Nebula experienced a minor incident on September 25, 2024 affecting Core Network and Mobile Applications and 1 more component, lasting 6h 12m. The incident has been resolved; the full update timeline is below.
Affected components
Update timeline
- investigating Sep 25, 2024, 10:41 AM UTC
Our engineering team is currently investigating reports of audio delay, and app connection issues for a small number of customers. We are working hard to identify the issue and will provide updates as they become available.
- investigating Sep 25, 2024, 10:51 AM UTC
We are continuing to investigate this issue.
- monitoring Sep 25, 2024, 10:59 AM UTC
This issue is now resolved and we are currently monitoring the situation, and will post a further update as a final confirmation.
- identified Sep 25, 2024, 11:49 AM UTC
Our engineers have received further reports of recurrence of the above issues and are investigating further with urgency.
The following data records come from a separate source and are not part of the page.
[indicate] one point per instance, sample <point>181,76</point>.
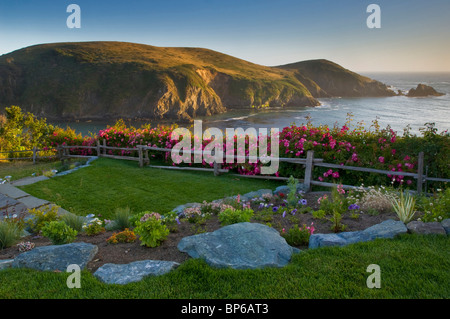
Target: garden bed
<point>123,253</point>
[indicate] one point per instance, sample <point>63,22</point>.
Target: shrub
<point>373,199</point>
<point>42,216</point>
<point>152,232</point>
<point>93,227</point>
<point>435,208</point>
<point>74,221</point>
<point>171,221</point>
<point>297,236</point>
<point>404,207</point>
<point>59,232</point>
<point>232,216</point>
<point>9,234</point>
<point>125,236</point>
<point>121,220</point>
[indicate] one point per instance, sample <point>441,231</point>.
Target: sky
<point>413,35</point>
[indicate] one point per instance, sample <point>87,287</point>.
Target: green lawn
<point>108,184</point>
<point>412,267</point>
<point>22,169</point>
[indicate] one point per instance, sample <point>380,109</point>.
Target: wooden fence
<point>101,150</point>
<point>309,163</point>
<point>35,156</point>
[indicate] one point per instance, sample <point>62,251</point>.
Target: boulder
<point>423,90</point>
<point>239,246</point>
<point>56,257</point>
<point>419,227</point>
<point>387,229</point>
<point>133,272</point>
<point>446,224</point>
<point>258,193</point>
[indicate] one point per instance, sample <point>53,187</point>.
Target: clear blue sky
<point>414,34</point>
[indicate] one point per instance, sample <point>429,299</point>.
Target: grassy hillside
<point>334,80</point>
<point>89,80</point>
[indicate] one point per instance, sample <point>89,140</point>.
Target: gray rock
<point>281,189</point>
<point>180,208</point>
<point>239,246</point>
<point>6,263</point>
<point>133,272</point>
<point>419,227</point>
<point>446,224</point>
<point>56,257</point>
<point>387,229</point>
<point>258,193</point>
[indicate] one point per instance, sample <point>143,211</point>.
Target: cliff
<point>98,80</point>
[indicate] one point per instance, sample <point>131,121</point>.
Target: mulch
<point>123,253</point>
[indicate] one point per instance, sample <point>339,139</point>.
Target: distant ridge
<point>99,80</point>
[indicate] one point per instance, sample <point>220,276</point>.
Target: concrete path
<point>15,201</point>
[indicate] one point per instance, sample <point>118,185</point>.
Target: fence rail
<point>35,157</point>
<point>63,153</point>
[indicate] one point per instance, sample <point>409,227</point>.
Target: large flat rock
<point>387,229</point>
<point>133,272</point>
<point>56,257</point>
<point>239,246</point>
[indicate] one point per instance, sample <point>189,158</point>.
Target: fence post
<point>98,148</point>
<point>141,156</point>
<point>420,173</point>
<point>308,170</point>
<point>34,155</point>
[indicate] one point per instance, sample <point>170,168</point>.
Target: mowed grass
<point>411,267</point>
<point>109,184</point>
<point>21,169</point>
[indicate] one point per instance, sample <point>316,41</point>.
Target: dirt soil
<point>124,253</point>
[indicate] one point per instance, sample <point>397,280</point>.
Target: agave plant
<point>404,207</point>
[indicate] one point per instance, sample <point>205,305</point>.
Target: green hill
<point>328,79</point>
<point>93,80</point>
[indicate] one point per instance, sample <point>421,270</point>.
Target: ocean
<point>397,112</point>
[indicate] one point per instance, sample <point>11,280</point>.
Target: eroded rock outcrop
<point>423,90</point>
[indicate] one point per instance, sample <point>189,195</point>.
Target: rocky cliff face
<point>327,79</point>
<point>98,80</point>
<point>423,90</point>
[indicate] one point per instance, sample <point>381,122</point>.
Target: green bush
<point>59,232</point>
<point>297,236</point>
<point>121,220</point>
<point>435,208</point>
<point>42,216</point>
<point>232,216</point>
<point>152,232</point>
<point>9,234</point>
<point>73,221</point>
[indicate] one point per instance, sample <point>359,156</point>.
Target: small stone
<point>419,227</point>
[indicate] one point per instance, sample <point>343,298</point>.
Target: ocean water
<point>397,112</point>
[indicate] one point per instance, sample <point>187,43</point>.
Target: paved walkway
<point>15,201</point>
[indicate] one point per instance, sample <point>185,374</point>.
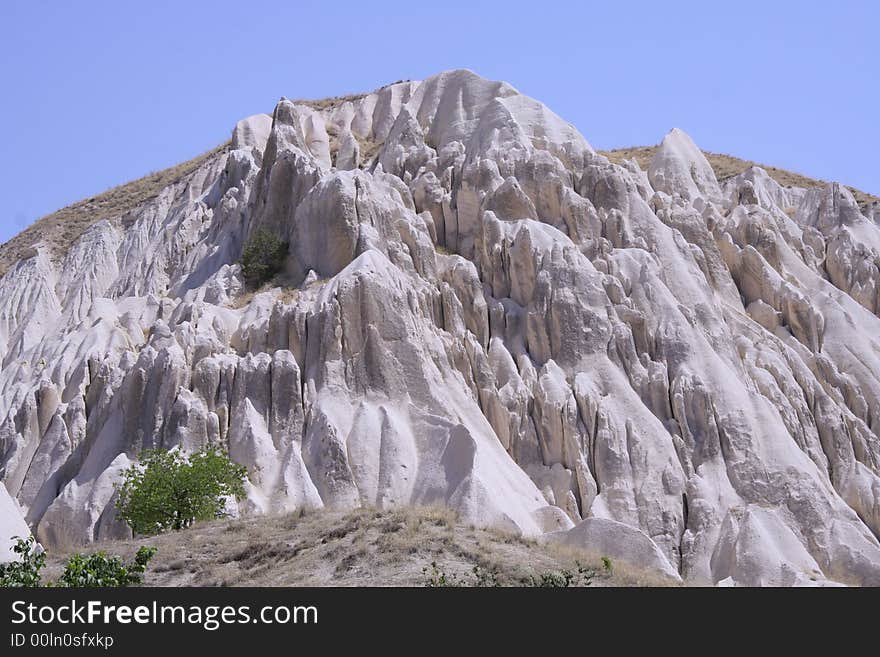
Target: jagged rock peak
<point>476,310</point>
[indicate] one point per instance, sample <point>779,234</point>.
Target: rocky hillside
<point>366,547</point>
<point>478,311</point>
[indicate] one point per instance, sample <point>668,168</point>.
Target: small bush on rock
<point>100,570</point>
<point>92,570</point>
<point>262,258</point>
<point>168,490</point>
<point>26,571</point>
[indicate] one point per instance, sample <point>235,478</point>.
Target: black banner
<point>131,620</point>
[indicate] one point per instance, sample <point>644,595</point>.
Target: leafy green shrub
<point>93,570</point>
<point>563,578</point>
<point>167,490</point>
<point>26,571</point>
<point>100,570</point>
<point>262,258</point>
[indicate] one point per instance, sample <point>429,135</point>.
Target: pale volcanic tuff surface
<point>479,311</point>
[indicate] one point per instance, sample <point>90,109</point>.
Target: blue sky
<point>97,93</point>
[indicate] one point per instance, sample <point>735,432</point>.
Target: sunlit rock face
<point>479,311</point>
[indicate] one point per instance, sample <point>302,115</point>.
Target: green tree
<point>262,258</point>
<point>26,571</point>
<point>167,490</point>
<point>100,570</point>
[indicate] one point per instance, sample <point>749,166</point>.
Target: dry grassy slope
<point>727,166</point>
<point>61,228</point>
<point>366,547</point>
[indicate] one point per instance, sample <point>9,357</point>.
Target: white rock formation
<point>486,314</point>
<point>12,525</point>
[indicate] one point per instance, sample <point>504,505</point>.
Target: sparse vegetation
<point>168,490</point>
<point>364,547</point>
<point>727,166</point>
<point>94,570</point>
<point>25,572</point>
<point>262,258</point>
<point>61,228</point>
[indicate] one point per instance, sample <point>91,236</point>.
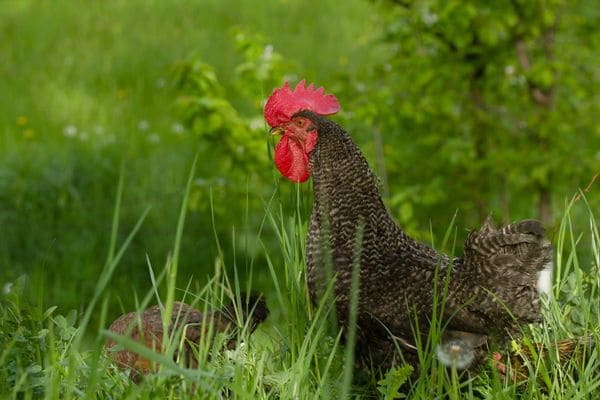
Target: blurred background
<point>466,107</point>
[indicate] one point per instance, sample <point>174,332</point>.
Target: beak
<point>278,130</point>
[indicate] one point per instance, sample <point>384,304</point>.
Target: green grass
<point>87,88</point>
<point>296,353</point>
<point>87,115</point>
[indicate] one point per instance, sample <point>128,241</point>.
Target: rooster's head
<point>298,133</point>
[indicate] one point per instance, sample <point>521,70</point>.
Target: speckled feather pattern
<point>498,273</point>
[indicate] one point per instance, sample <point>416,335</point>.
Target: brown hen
<point>147,327</point>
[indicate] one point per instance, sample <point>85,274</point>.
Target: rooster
<point>494,287</point>
<point>147,327</point>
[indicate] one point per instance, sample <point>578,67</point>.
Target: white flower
<point>70,131</point>
<point>177,128</point>
<point>455,353</point>
<point>153,138</point>
<point>7,288</point>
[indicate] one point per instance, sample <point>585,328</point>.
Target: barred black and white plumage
<point>496,284</point>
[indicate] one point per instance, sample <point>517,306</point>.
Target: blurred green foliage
<point>459,105</point>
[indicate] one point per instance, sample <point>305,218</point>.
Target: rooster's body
<point>495,285</point>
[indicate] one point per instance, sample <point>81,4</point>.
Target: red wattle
<point>291,159</point>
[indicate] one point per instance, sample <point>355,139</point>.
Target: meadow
<point>135,168</point>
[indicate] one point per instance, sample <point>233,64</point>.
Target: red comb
<point>285,102</point>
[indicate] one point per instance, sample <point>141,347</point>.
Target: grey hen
<point>496,284</point>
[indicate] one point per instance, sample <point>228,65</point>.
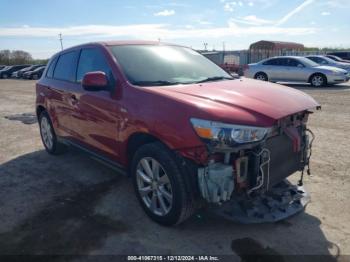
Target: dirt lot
<point>71,204</point>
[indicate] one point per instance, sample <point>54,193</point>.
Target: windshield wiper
<point>155,83</point>
<point>215,78</point>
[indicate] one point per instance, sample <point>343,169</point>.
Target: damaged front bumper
<point>249,185</point>
<point>282,201</point>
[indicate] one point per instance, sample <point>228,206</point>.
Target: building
<point>265,49</point>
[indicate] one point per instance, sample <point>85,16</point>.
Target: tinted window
<point>150,65</point>
<point>92,59</point>
<point>51,68</point>
<point>271,62</point>
<point>294,62</point>
<point>66,66</point>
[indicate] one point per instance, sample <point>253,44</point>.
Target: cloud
<point>152,31</point>
<point>294,12</point>
<point>252,20</point>
<point>165,12</point>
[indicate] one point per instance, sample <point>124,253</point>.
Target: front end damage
<point>247,182</point>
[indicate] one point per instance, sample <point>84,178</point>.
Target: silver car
<point>296,69</point>
<point>326,61</point>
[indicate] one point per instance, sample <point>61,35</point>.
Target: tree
<point>5,57</point>
<point>20,57</point>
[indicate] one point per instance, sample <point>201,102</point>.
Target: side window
<point>66,66</point>
<point>282,62</point>
<point>323,61</point>
<point>92,59</point>
<point>51,68</point>
<point>270,62</point>
<point>294,63</point>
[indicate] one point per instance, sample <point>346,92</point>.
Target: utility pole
<point>205,46</point>
<point>60,35</point>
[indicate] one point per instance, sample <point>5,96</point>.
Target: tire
<point>261,76</point>
<point>49,140</point>
<point>178,203</point>
<point>318,80</point>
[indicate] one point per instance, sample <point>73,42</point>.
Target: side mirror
<point>95,81</point>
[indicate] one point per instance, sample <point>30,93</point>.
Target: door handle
<point>74,99</point>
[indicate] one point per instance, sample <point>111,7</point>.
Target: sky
<point>34,26</point>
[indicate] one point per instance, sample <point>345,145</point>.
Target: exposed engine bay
<point>251,177</point>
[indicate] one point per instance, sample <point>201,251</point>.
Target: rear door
<point>95,115</point>
<point>274,69</point>
<point>294,71</point>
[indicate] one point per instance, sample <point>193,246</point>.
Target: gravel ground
<point>70,204</point>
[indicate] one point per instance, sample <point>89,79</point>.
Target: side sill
<point>104,160</point>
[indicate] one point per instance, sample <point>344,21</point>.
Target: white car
<point>296,69</point>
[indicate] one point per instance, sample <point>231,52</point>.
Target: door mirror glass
<point>95,81</point>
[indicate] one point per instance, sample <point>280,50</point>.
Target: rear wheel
<point>48,135</point>
<point>261,76</point>
<point>318,80</point>
<point>160,185</point>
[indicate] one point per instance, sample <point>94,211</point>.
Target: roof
<point>264,44</point>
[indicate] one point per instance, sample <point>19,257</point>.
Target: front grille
<point>283,160</point>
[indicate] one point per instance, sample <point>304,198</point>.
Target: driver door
<point>96,114</point>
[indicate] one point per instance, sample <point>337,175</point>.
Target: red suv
<point>188,133</point>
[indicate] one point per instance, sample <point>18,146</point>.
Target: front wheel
<point>261,76</point>
<point>160,185</point>
<point>318,80</point>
More updates to be provided shortly.
- monitoring Sep 25, 2024, 11:55 AM UTC
After further adjustments to traffic our engineers are now seeing services return to usual levels. Will continue monitoring with close attention and provide further updates once confident the incident is fully resolved.
- identified Sep 25, 2024, 12:04 PM UTC
Our engineers have received further reports of recurrence of the above issues and are investigating further with urgency. More updates to be provided shortly
- identified Sep 25, 2024, 12:19 PM UTC
We are continuing to work on a fix for this issue.
- monitoring Sep 25, 2024, 12:20 PM UTC
After further adjustments to traffic our engineers are now seeing services return to usual levels. Will continue monitoring with close attention and provide further updates once confident the incident is fully resolved.
- resolved Sep 25, 2024, 04:54 PM UTC
Following a successful monitoring period we can confirm resolution and closure of this issue.
- postmortem Sep 26, 2024, 12:39 PM UTC
At 11:42 on 25th September, some of our partners reported a long delay when initiating calls. At that time, we were already investigating an issue which had caused one of our core telephony clusters to stop processing traffic. This had the effect of increasing the traffic to other clusters, hence the reduced response time. Even though the load balancers had responded appropriately, this was not fast enough to cause a backlog in calls. As a result of this incident, our engineers have initiated two workstreams: the first is to identify and permanently fix the root cause of the server issue in one of the clusters; the second is to investigate ways to make the response of the load balancer faster to limit the effect of such issues.